When the family used to go on holiday to Dawlish every year, there’s an arcade – Harrison’s Amusements – which is on the last road before you reach the beach. Of course, at the time, it felt as it if stretched down the entire street, but really it’s not as long as I remember it being. Anyway, in there, there was one of those arcade racing machines, with the seats? One of my favourite traditions was to always go there first, and me and my sister would race each other on “Sega Rally Championship” (1994). I’d be driving the Lancia Delta HF Group A, and she’d drive the Lancia Stratos HF. The power steering used to kill my elbows, but it was worth it. And that’s why I now play “SEGA Rally” (2007) on PlayStation 3; it’s not the same, but I can pretend it is.

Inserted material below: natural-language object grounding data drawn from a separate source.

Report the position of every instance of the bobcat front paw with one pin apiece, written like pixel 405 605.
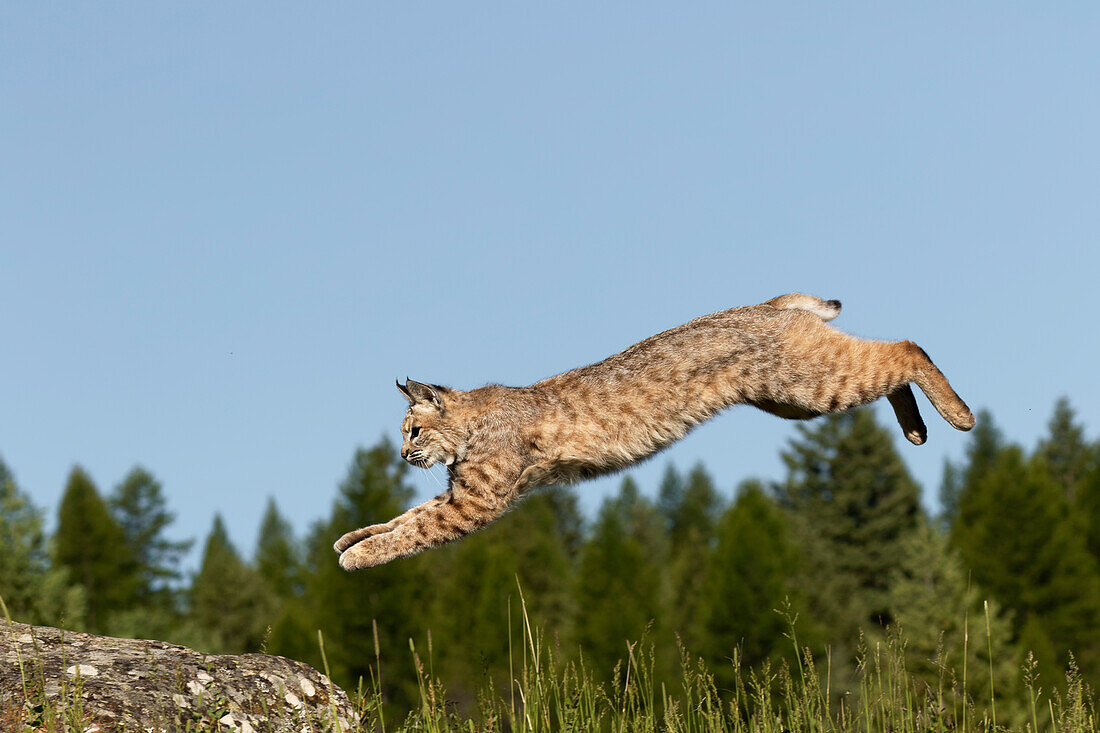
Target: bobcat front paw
pixel 363 555
pixel 358 535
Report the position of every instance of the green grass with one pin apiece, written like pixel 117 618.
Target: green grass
pixel 799 693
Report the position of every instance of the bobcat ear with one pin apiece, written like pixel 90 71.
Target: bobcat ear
pixel 405 391
pixel 419 392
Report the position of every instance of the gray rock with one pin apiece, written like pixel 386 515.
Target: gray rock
pixel 89 682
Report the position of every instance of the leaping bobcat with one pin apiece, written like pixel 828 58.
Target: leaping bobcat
pixel 499 441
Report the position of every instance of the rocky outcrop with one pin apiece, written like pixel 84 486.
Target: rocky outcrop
pixel 86 682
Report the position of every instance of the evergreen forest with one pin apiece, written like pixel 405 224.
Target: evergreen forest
pixel 840 554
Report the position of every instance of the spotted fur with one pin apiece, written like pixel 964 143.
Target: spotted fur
pixel 498 441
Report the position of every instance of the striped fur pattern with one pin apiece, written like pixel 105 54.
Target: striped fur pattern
pixel 498 441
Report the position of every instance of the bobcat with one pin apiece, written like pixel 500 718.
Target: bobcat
pixel 498 441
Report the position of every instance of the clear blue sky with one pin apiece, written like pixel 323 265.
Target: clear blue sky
pixel 227 228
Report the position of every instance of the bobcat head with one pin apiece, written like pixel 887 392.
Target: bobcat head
pixel 429 431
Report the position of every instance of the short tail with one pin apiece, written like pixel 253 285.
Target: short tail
pixel 824 309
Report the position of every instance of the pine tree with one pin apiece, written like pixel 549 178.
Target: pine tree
pixel 691 514
pixel 1087 509
pixel 479 582
pixel 345 606
pixel 942 615
pixel 950 487
pixel 854 502
pixel 748 577
pixel 278 555
pixel 1014 533
pixel 618 587
pixel 228 600
pixel 138 504
pixel 91 545
pixel 33 592
pixel 986 442
pixel 1068 456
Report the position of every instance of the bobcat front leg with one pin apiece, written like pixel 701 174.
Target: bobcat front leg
pixel 464 510
pixel 363 533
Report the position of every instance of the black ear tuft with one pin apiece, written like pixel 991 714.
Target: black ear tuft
pixel 428 393
pixel 407 394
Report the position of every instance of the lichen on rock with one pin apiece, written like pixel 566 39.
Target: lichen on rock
pixel 116 685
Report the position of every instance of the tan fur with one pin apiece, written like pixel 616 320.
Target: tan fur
pixel 499 441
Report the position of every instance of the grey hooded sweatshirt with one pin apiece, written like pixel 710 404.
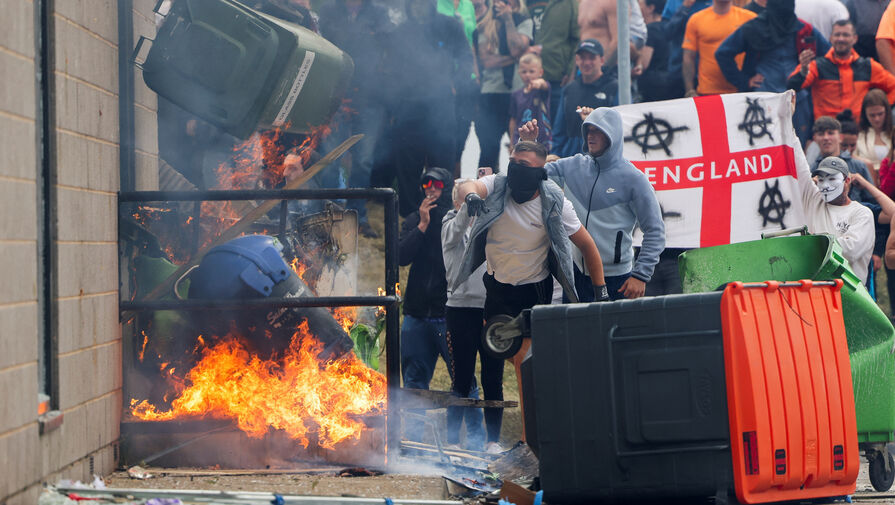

And in Paignton Pier’s arcade, there was a light-gun game called “The Last Bounty Hunter” (2004). Every year, I’d know that I’d be able to visit the Magical Game Far Away, and over enough annual visits, I became a master at it. There was a console release, but it’s not the same when it’s always there. But it still takes me back nevertheless.
I can name quite a few arcade-styled games but very few seem able to mentally transport me back to the feeling of standing in an arcade. It’s a distinction I only became aware of playing Knight Terrors, but the last time before that was probably with Point Blank, or some such. Light gun games make this mage happy.